Use ${r}^{2} = {x}^{2} + {y}^{2}$

#### Explanation:

There are a couple of basic relations here that are helpful. The Pythagorean theorem and the unit circle tell us that the square of hypotenuse of a right triangle is equal to the sum of the squares of the of other two sides, or:

${a}^{2} + {b}^{2} = {c}^{2}$

Now throw that right triangle inside a circle (circumscribe it), such that one corner is on the origin, and the other is on the circumference of the circle. This will invariably leave the right angle sitting on the x or y axis.

This makes the hypotenuse the radius of the circle, and the other two sides the x and y axis. So our relation becomes:

${x}^{2} + {y}^{2} = {r}^{2}$

From the unit circle, we can find that the length of the leg on the x axis is determined by the cosine of the angle between the x axis and the hypotenuse of our circumscribed triangle. SOHCAHTOA my friends, SOHCAHTOA. Using this we find that:

$x = r \cos \left(t\right)$
$y = r \sin \left(t\right)$

Where $r$ is the radius, and $\theta$ is the angle.

And since $\tan \left(\theta\right) = \sin \frac{\theta}{\cos} \left(\theta\right)$ we get a bonus (corollary) relation that:

$\tan \left(\theta\right) = \frac{x}{y}$

So putting it all together, you just write $r = \sqrt{{x}^{2} + {y}^{2}}$, substitute this into the given equation, and rearrange the terms.

All this leads me to believe that the x in the above equation should have been a $\theta$, because otherwise this equation is halfway to rectangular already.
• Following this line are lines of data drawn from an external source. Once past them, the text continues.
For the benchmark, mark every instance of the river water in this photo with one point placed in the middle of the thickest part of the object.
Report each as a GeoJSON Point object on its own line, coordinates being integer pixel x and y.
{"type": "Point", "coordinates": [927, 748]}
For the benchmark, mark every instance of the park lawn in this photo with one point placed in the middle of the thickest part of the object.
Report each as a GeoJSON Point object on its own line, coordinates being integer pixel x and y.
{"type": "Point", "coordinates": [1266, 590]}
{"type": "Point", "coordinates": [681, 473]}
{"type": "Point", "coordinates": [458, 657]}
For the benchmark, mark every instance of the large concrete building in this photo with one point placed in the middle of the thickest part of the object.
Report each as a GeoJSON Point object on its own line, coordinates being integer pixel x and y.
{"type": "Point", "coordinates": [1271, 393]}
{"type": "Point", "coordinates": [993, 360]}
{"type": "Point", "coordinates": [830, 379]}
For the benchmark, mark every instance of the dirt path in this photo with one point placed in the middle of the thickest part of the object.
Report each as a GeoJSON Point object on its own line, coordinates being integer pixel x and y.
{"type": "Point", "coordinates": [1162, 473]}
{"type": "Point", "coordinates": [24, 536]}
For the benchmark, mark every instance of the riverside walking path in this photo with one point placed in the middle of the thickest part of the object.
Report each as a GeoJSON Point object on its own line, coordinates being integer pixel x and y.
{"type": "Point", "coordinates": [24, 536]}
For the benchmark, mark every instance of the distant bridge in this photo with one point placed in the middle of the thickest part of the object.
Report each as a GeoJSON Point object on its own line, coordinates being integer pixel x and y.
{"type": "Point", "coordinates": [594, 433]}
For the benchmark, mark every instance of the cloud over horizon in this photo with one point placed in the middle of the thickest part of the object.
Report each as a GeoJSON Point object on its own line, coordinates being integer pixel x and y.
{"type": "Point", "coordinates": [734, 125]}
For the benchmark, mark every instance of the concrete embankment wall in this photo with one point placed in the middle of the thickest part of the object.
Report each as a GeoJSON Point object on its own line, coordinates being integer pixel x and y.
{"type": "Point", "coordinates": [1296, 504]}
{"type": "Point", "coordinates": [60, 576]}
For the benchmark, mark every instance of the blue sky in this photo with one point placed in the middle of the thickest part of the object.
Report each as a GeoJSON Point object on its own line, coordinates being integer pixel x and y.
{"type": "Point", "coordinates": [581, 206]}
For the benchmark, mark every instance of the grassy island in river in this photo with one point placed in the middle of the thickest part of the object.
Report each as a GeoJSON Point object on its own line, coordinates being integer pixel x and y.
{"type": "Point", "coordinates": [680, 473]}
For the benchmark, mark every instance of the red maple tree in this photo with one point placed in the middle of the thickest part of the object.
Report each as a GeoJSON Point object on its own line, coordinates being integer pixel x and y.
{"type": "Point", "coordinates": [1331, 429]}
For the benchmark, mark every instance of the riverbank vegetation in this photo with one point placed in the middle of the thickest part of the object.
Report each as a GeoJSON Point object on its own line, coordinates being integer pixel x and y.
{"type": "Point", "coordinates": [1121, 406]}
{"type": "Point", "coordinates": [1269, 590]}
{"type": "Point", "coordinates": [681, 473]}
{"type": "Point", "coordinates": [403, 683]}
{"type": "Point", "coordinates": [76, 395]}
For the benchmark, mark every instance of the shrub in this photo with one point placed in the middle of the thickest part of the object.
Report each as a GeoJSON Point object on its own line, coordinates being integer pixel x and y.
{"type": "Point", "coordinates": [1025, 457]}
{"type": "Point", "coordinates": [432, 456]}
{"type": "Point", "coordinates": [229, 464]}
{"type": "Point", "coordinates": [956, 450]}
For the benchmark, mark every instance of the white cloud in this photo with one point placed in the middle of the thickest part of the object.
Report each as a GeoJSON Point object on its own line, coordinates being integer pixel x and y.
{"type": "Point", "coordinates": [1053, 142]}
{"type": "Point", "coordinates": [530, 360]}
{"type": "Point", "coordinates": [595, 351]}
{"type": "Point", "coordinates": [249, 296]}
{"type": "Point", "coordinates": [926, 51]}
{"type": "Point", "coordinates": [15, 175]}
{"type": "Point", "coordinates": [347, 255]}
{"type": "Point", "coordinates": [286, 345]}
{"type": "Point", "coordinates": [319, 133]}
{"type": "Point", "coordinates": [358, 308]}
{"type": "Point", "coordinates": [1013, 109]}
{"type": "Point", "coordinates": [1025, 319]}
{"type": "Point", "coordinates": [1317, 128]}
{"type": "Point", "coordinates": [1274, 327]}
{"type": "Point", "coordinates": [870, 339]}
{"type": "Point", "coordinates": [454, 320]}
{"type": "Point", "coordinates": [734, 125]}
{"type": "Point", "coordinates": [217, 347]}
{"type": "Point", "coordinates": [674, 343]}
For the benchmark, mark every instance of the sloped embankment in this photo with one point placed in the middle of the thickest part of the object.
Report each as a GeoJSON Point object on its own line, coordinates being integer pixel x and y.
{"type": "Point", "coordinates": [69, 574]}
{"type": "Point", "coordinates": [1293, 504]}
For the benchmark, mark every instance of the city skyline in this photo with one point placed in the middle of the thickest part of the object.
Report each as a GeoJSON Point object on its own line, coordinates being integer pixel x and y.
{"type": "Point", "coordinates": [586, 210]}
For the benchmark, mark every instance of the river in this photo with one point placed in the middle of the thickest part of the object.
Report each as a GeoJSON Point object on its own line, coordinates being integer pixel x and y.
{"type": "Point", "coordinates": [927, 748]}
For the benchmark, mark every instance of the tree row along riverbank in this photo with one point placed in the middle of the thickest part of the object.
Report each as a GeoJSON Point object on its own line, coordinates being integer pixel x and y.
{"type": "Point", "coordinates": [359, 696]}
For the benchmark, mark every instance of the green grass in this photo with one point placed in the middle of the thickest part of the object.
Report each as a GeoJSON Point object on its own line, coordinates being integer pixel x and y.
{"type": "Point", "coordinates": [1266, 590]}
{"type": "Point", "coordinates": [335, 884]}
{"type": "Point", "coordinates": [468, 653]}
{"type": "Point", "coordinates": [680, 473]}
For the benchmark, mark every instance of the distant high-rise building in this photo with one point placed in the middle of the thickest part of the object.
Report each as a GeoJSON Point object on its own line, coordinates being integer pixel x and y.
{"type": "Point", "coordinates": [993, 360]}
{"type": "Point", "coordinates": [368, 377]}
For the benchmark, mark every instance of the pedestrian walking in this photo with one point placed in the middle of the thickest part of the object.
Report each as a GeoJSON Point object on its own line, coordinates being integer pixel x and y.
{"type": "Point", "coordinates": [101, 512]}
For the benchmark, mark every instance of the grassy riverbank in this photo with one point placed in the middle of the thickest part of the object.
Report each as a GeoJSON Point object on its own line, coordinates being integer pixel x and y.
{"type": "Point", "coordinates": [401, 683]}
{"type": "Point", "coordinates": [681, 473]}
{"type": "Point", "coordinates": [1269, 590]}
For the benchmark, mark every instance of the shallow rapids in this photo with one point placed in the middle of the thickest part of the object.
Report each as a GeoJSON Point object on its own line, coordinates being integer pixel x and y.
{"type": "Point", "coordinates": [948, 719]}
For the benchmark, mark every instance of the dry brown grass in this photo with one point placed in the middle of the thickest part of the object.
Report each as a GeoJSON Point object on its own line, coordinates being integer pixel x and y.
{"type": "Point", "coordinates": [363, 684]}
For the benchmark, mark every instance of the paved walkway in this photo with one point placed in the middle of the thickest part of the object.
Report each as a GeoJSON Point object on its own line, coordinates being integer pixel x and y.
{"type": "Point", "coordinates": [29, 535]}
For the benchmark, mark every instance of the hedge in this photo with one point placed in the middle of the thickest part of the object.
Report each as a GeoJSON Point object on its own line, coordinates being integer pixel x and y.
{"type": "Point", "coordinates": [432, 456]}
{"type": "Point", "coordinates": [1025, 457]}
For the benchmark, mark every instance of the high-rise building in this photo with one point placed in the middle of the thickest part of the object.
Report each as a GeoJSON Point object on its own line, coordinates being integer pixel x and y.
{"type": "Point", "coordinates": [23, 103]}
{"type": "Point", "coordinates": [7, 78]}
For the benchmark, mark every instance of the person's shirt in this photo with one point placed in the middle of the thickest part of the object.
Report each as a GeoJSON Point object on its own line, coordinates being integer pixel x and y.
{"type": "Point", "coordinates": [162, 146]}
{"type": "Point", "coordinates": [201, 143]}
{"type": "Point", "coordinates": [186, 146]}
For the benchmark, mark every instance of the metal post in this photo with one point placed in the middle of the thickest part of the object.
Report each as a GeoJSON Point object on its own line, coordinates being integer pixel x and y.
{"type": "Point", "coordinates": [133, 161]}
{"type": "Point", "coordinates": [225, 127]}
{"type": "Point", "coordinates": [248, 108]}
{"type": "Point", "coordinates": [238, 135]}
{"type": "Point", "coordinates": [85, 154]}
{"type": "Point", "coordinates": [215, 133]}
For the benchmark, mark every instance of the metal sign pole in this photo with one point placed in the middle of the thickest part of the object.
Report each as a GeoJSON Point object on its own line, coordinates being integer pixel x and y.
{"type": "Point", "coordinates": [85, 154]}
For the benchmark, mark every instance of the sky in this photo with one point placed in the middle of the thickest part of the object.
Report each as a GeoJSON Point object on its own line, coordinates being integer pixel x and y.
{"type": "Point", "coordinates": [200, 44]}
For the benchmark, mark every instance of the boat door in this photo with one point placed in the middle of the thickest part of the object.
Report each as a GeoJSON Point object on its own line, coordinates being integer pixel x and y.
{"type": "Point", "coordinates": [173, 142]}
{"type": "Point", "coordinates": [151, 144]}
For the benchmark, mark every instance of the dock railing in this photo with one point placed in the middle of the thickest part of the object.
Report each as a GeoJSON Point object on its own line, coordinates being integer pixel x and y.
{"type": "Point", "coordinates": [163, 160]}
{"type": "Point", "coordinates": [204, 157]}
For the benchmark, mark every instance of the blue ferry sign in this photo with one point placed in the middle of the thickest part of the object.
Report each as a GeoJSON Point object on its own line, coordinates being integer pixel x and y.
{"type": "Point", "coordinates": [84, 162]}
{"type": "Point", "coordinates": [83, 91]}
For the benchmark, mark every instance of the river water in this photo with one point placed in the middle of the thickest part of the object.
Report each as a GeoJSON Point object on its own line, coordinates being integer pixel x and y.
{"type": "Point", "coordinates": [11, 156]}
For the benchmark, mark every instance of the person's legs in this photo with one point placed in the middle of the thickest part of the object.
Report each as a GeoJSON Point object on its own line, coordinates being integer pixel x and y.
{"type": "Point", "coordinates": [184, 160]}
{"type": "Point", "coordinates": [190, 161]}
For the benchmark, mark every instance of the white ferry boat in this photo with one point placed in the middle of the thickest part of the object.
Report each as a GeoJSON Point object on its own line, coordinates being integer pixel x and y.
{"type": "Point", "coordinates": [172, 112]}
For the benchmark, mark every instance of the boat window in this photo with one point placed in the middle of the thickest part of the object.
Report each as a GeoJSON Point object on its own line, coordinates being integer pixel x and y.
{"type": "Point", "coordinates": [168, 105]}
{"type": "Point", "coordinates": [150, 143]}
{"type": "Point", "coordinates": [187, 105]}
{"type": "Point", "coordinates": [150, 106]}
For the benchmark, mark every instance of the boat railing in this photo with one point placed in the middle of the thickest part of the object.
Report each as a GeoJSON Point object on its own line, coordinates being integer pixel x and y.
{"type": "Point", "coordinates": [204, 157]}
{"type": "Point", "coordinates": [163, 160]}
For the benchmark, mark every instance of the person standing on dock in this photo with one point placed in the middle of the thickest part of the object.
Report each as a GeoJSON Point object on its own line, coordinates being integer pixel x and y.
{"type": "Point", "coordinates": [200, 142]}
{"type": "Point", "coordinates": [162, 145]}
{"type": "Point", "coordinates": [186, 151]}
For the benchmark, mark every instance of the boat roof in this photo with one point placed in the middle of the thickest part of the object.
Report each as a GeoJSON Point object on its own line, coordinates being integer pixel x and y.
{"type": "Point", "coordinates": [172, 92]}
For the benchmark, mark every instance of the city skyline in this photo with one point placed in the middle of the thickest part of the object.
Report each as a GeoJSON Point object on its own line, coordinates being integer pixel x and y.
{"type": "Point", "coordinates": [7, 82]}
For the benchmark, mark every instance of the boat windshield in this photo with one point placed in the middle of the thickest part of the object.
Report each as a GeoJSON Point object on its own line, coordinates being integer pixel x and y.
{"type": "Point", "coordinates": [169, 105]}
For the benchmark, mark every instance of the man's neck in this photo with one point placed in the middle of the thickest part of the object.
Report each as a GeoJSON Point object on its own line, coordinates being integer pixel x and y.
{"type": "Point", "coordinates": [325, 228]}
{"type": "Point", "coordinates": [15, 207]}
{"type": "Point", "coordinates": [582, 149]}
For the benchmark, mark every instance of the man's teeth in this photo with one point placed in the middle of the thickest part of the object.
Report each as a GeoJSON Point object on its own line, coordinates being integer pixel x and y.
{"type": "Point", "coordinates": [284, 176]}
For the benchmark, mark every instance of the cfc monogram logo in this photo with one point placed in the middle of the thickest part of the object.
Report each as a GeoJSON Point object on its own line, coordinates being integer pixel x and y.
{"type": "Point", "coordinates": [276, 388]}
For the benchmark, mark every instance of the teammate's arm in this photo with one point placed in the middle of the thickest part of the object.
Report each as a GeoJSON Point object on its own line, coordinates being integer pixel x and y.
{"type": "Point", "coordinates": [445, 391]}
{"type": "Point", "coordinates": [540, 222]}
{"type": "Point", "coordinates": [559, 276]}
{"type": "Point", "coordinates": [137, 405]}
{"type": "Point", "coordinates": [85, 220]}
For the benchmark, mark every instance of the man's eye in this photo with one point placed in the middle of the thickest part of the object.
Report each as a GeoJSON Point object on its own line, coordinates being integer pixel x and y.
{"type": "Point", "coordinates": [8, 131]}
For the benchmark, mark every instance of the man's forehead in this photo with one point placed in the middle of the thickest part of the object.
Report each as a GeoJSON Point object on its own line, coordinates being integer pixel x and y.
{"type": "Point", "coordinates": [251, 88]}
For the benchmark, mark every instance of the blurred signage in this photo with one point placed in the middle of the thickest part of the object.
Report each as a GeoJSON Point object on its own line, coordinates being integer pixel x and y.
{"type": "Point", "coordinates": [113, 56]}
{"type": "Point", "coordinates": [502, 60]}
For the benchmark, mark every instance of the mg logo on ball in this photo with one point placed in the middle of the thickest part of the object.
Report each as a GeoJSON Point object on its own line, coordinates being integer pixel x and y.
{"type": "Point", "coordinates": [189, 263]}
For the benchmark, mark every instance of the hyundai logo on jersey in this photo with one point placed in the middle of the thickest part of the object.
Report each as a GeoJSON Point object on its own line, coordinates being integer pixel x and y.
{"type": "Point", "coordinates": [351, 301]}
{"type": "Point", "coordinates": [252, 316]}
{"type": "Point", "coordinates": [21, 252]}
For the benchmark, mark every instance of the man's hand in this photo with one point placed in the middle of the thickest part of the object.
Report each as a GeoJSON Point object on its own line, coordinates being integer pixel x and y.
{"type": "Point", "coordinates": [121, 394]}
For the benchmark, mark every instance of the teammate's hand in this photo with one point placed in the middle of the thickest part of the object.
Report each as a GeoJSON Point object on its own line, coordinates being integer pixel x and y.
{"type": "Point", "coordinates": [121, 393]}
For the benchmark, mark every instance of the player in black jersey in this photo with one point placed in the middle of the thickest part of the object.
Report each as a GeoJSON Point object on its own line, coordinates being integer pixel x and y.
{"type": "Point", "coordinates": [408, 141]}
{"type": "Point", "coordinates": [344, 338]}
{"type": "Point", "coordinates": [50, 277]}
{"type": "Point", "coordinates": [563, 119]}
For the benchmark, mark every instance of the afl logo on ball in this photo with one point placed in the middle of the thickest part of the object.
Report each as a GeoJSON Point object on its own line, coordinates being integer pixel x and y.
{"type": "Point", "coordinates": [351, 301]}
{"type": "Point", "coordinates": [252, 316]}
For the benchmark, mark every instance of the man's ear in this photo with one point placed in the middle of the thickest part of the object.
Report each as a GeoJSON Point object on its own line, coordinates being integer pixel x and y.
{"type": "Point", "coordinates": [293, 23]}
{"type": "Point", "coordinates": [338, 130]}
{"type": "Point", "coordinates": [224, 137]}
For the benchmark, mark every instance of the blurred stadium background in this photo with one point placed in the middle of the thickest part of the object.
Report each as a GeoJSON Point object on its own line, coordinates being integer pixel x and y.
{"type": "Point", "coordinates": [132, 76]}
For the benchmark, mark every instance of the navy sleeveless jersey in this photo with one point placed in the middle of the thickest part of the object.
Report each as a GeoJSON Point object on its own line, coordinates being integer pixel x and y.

If that's the case, you need to solve $x = r \cos \left(t\right)$ for $\cos \left(t\right)$, substitute the given relation for $r$, and then throw it all back in the original equation. Most people like to solve for $y$ after this to put the equation in general form, but with all those square roots kicking around it probably won't be possible.